A few days ago, I experimented with MTP on a 6GB VRAM laptop. That didn’t work so well; CPU offload hurts MTP performance badly. However, now I’ve tried out the new ByteShape quant for Qwen3.6-35B-A3B that are claimed to be both smaller and faster than others while still having excellent quality.

Hardware

  • Asus ROG Zephyrus G14 laptop, 2021 model
  • AMD Ryzen 7 5800HS with Radeon Graphics (8 CPU cores / 16 threads)
  • NVIDIA RTX 3060 Laptop GPU, 6GB VRAM
  • 24GB RAM (DDR4 3200 MT/s), 1TB SSD

Software

  • Linux Mint 22.2 (based on Ubuntu 24.04) with the Cinnamon desktop running on the Radeon iGPU (thus the 3060 was dedicated to llama.cpp only)
  • llama.cpp version: 9203 (87589042c) built from current master branch with GNU 13.3.0 for Linux x86_64
  • CUDA 12.0 installed from Ubuntu repositories

Test Setup

I fixed the following for all experiments:

  • context size 65536 (enough to do agentic coding on e.g. Pi or Dirac, or run Hermes Agent)
  • mmap off, mlock on, ubatch size 2048 (gives much better PP speed than the default 512)
  • no mmproj (no image input support needed for now)

Configuration

My models-preset.ini contents:

version = 1
[m]
m = /proj/llms/Qwen3.6-35B-A3B-UD-IQ4_XS.gguf
fit = true
fit-target = 64
c = 65536
chat-template-kwargs = {"preserve_thinking": true}
temp = 0.6
top-p = 0.95
min-p = 0.0
ctx-checkpoints = 64
flash-attn = on
b = 2048
ub = 2048
jinja = true
ctk = q8_0
ctv = q8_0
threads = 6
parallel = 1
cache-ram = 4096
mmap = false
mlock = true

Benchmark Results

I used a test prompt of approximately 10k tokens, followed by 1.5-2k tokens of generation. I ran the benchmark twice and got pretty much exactly the same numbers.

UnslothByteShapeΔ
PP tok/s585564-4%
TG tok/s25.433.1+30%

The ByteShape quant, despite being a bit larger than Unsloth, is over 30% faster on text generation compared to the Unsloth quant! PP speed is slightly lower for ByteShape though.

Observations

  • Part of the difference may be explained by imatrix (IQ) vs regular (Q) quants. Unsloth UD-IQ4_XS is imatrix, and I understand that these are slower to compute on CPU. A better comparison would be against the ByteShape GPU-5 quant, which is also imatrix in my understanding. But I wanted an upgrade over UD-IQ4_XS and definitely got it!
  • I noticed that my TG performance seems to degrade over time by ~10% or more without changing the setup.

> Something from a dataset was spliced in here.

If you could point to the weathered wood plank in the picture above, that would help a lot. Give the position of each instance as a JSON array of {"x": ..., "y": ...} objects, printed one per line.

I suspect suspending and then awakening the laptop repeatedly somehow hurts, but I haven’t figured out the reason; it’s not just memory pressure building up AFAICT. Rebooting the machine brings me the best performance, so I did that before benchmarking.
  • I haven’t made any detailed quality measurements between the models. The ByteShape model seems very similar; possibly the thinking output is generally somewhat shorter than with Unsloth, but that could be a measurement error. I hope that someone does an independent comparison between ByteShape and other quants in terms of output quality, because their claims seem to be a bit too good to be true!

Notes

This post assembled from 100% biodegradeable bytes. No AIs were harmed in the process.